Une scène éloquente se déroule à bord d’un bus où le maire de Pantin accueille les nouveaux habitants.

Oui, le maire parle de la ville comme si elle lui appartenait, avec des petits relents racistes – « C’est pas qu’on veut pas des kebabs, mais bon… » –, sachant que dans ces villes, les clivages sociaux recoupent en partie les clivages « raciaux ». Son discours décomplexé explique comment il déplace des populations pour en installer d’autres et accueillir la première agence de publicité française.

On voit dans le film que les data centers remplacent les usines. Le renouvellement urbain n’est-il pas, plus largement, un renouvellement économique dont la ville est le réceptacle ?

Le film revient sur le passé de la « banlieue rouge », sans le mythifier, et montre comment le capitalisme transforme l’espace selon ses besoins. Une fois les usines déplacées, les pôles urbains sont en concurrence pour attirer la « matière grise ». La ville se modèle selon les impératifs technologiques et industriels, depuis les corons installés à côté des usines jusqu’aux principes monofonctionnels de Le Corbusier (un espace pour travailler, un autre pour dormir, un dernier pour consommer) qui tendent à l’hyper-spécialisation des espaces.

Dans une interview publiée par Vice, Anne Steiner s’agace de la critique de la « gentrification » en trois points. 1° Cette critique laisse tranquille les quartiers bourgeois. 2° Elle ne voit pas que les « gentrifieurs » sont eux-mêmes expulsés du centre de Paris. 3° Elle redoute une ethnicisation de la critique au détriment d’une lecture de classe. Qu’en dis-tu ?

Ne pas voir comment la grande bourgeoisie s’enferme dans des ghettos pour riches est un piège à éviter. Au sujet de la « classe moyenne », le problème est qu’elle intervient peu lors des expulsions, escomptant une valorisation de ses biens immobiliers. Quant au racisme, il segmente les classes populaires et entretient l’existence d’une sous-classe, celle des sans-papiers. On retrouve cette division au travail et dans la rue. Il suffit d’aller de Chatou (Yvelines) à Sevran-Beaudotte (Seine-Saint-Denis) pour l’observer.
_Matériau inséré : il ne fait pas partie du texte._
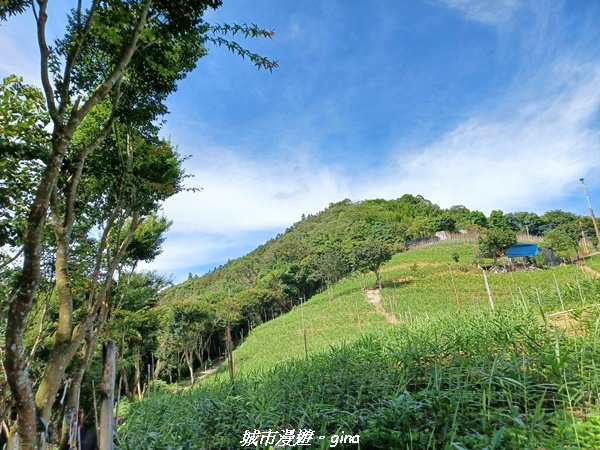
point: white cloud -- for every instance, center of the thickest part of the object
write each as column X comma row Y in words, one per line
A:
column 526, row 154
column 492, row 12
column 530, row 156
column 240, row 194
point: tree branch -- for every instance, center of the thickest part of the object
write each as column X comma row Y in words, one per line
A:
column 41, row 19
column 74, row 54
column 117, row 72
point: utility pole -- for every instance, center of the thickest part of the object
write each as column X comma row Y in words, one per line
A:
column 591, row 211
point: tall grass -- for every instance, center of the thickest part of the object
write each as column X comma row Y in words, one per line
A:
column 504, row 379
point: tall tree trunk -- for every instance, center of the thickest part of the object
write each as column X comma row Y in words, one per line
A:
column 20, row 305
column 105, row 440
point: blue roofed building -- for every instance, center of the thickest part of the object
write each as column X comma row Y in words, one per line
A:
column 522, row 250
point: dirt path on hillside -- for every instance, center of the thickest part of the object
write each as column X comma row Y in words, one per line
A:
column 592, row 272
column 373, row 297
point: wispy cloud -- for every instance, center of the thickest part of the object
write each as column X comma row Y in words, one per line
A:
column 488, row 12
column 528, row 155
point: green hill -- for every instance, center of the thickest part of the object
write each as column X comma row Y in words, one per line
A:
column 415, row 371
column 432, row 359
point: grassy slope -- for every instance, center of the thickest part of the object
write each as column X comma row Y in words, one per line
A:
column 417, row 285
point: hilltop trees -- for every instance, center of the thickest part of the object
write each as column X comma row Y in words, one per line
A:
column 370, row 256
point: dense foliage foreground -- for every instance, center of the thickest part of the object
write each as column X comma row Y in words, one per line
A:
column 516, row 377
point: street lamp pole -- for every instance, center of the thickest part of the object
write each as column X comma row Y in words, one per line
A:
column 591, row 211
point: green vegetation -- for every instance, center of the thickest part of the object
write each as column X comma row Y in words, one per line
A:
column 510, row 378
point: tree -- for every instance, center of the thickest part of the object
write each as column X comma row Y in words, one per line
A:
column 444, row 222
column 370, row 256
column 564, row 239
column 525, row 222
column 495, row 241
column 23, row 146
column 125, row 57
column 497, row 219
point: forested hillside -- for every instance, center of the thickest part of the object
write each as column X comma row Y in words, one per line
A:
column 314, row 254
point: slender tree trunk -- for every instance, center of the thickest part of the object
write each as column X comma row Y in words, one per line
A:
column 189, row 359
column 20, row 305
column 137, row 375
column 105, row 440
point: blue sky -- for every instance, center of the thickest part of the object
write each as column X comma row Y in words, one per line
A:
column 489, row 104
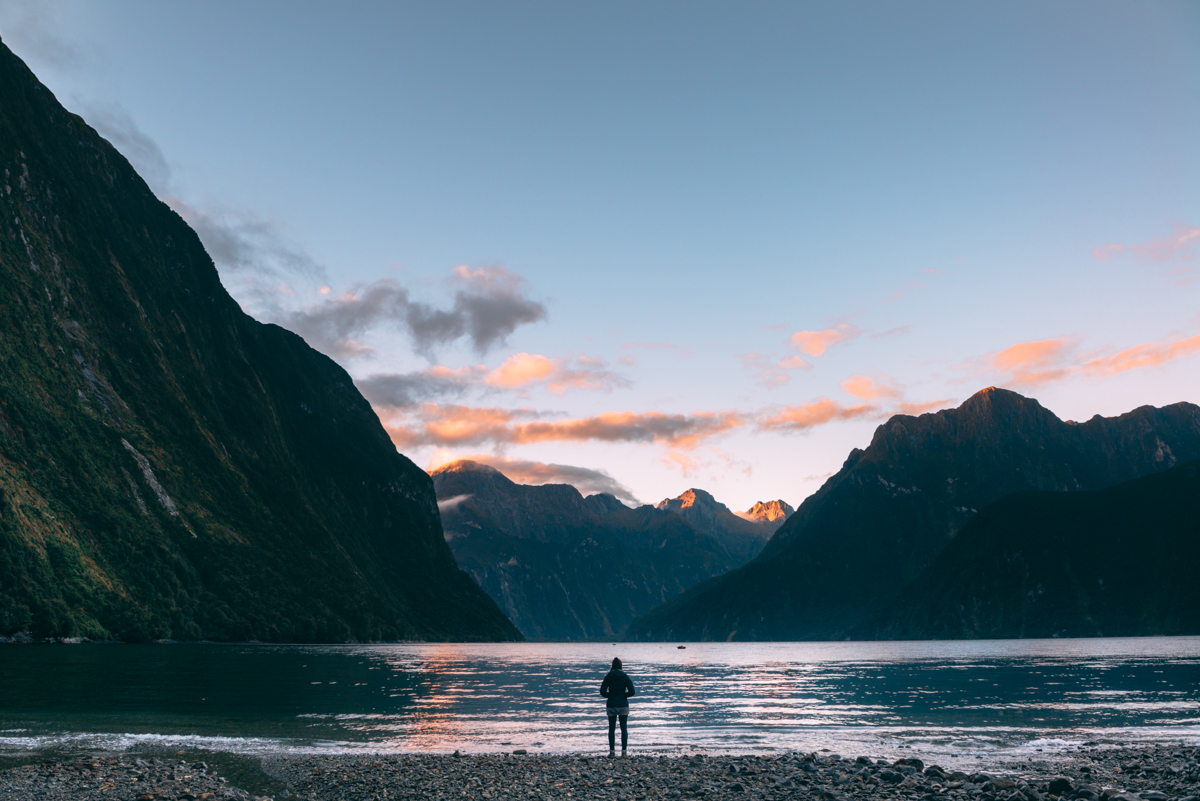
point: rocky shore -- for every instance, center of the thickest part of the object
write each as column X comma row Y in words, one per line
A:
column 1090, row 774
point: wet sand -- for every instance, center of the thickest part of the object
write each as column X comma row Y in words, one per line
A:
column 1104, row 774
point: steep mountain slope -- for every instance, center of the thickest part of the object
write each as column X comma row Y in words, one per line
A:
column 773, row 513
column 1114, row 562
column 563, row 566
column 744, row 538
column 171, row 468
column 853, row 544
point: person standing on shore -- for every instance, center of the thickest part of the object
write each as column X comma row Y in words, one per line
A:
column 618, row 688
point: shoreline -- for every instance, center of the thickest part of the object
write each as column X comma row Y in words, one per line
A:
column 1157, row 772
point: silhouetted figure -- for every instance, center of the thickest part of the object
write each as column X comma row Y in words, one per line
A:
column 618, row 688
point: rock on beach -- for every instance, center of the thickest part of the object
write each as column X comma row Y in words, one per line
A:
column 1093, row 774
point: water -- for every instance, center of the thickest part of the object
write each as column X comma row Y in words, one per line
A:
column 960, row 702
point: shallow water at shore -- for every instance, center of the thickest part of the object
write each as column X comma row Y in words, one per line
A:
column 961, row 702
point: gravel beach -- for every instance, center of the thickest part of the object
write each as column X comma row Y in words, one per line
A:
column 1090, row 774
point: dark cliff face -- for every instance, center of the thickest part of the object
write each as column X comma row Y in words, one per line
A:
column 1114, row 562
column 876, row 524
column 172, row 468
column 743, row 537
column 563, row 566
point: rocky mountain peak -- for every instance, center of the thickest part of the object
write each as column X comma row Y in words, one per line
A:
column 467, row 465
column 697, row 498
column 775, row 512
Malgré tout, l’histoire des quartiers populaires est celle du mélange, les gens se côtoient, travaillent ensemble, se marient… Alors que l’ouverture des classes moyennes envers la « diversité » n’est souvent qu’intellectuelle et abstraite, ouvrant la porte aux fantasmes.


1 Respectivement : Agence nationale pour la rénovation urbaine et Programme national de requalification des quartiers anciens dégradés.